DomainKeys Identified Mail (DKIM) is a method of verifying the authenticity of an email message. It works by adding a digital signature to the header of the email message, which is associated with the domain of the sender. When the recipient's email server receives the message, it can use the sender's public key to verify the signature and confirm that the message was actually sent by the domain it claims to be sent from.
This helps to protect against spam and phishing attacks, as well as other types of email fraud. It also helps to ensure that the email message has not been tampered with during transit.
Here's how DKIM works in more detail:
-
The sender's email server signs the email message using a private key.
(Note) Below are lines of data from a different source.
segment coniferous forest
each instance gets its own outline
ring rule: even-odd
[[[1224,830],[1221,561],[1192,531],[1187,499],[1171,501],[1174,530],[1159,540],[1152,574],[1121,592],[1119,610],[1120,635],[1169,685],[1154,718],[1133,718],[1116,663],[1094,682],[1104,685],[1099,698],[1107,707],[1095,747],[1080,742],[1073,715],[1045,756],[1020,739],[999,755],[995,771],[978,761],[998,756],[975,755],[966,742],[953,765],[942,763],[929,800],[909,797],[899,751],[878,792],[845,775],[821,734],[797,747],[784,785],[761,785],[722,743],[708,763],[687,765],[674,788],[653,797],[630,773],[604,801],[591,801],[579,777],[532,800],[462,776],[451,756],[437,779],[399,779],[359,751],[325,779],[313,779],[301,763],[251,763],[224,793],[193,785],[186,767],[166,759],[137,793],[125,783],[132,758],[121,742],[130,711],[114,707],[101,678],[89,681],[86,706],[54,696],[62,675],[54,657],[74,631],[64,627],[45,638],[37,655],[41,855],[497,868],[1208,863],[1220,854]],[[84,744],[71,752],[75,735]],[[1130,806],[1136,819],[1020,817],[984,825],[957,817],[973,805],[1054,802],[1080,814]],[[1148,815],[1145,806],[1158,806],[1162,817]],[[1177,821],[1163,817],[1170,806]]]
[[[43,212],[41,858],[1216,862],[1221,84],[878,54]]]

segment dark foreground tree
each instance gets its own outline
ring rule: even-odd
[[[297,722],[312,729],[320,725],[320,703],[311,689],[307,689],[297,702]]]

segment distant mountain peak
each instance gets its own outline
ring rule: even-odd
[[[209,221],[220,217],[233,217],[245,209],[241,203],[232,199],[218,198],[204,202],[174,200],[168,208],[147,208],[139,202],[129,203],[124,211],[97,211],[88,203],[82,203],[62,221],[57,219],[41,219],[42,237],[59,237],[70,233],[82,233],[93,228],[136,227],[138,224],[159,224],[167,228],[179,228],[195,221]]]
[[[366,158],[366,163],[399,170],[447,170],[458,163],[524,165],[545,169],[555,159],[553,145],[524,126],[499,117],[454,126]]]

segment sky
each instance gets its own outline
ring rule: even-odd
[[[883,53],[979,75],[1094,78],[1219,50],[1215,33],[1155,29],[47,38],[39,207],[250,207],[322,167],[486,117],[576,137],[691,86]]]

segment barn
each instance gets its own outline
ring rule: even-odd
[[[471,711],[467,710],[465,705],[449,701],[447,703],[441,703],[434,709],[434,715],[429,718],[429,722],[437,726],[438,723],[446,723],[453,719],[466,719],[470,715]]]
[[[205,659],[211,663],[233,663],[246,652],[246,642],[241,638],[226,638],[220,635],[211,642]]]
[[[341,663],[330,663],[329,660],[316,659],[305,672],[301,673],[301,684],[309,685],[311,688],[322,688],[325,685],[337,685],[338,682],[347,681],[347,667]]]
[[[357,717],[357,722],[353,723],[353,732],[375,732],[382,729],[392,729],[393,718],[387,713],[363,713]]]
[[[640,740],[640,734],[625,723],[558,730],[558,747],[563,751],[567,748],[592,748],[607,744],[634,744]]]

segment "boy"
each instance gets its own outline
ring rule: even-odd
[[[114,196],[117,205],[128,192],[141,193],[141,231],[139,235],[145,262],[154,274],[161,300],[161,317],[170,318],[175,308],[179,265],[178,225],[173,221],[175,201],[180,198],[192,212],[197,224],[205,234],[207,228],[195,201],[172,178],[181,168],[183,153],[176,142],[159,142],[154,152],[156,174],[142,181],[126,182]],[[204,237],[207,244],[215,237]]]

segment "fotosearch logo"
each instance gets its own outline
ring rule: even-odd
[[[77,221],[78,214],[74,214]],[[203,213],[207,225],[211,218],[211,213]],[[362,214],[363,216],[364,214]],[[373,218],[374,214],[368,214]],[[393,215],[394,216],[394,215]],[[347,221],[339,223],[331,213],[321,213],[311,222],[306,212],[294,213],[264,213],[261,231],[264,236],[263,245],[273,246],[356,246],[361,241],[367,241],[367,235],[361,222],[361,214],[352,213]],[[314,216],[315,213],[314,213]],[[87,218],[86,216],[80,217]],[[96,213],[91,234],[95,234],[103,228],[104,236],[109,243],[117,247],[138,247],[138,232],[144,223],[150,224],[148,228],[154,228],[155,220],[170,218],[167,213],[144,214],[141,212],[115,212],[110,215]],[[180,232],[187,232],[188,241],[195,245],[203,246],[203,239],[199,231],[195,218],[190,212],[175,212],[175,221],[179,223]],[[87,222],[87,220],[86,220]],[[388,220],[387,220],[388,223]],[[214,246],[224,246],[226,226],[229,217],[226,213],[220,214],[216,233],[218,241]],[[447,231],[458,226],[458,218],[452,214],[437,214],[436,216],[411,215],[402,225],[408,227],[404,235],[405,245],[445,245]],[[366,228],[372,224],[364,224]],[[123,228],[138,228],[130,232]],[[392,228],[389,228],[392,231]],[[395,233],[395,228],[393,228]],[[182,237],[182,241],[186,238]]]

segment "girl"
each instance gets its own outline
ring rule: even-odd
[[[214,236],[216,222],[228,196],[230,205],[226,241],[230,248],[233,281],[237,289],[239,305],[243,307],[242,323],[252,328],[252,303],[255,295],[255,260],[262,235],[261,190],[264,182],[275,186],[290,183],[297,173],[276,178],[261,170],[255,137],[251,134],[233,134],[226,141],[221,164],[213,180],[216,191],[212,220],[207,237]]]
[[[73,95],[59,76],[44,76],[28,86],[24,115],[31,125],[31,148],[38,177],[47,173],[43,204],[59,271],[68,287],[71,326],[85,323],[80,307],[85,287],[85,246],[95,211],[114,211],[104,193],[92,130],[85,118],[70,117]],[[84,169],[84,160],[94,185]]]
The private key is known only to the sender and is used to create the digital signature.
-
The digital signature is added to the header of the email message in the form of a DKIM-Signature field. The DKIM-Signature field includes information about the message, the domain of the sender, and the public key that will be used to verify the signature.
-
The email message is transmitted to the recipient's email server.
-
The recipient's email server retrieves the public key for the sender's domain from a public repository or from a DNS record.
-
The recipient's email server uses the public key to verify the digital signature on the message. If the signature is valid, it means that the message was sent by the domain it claims to be sent from and that the message has not been tampered with during transit.
-
If the signature is not valid, it may indicate that the message is spam, a phishing attempt, or otherwise fraudulent. The recipient's email server can then take appropriate action, such as marking the message as spam or rejecting it.
By adding a digital signature to the email message and verifying it at the recipient's end, DKIM helps to ensure the authenticity and integrity of the message. It also helps to protect against spam and phishing attacks, as well as other types of email fraud.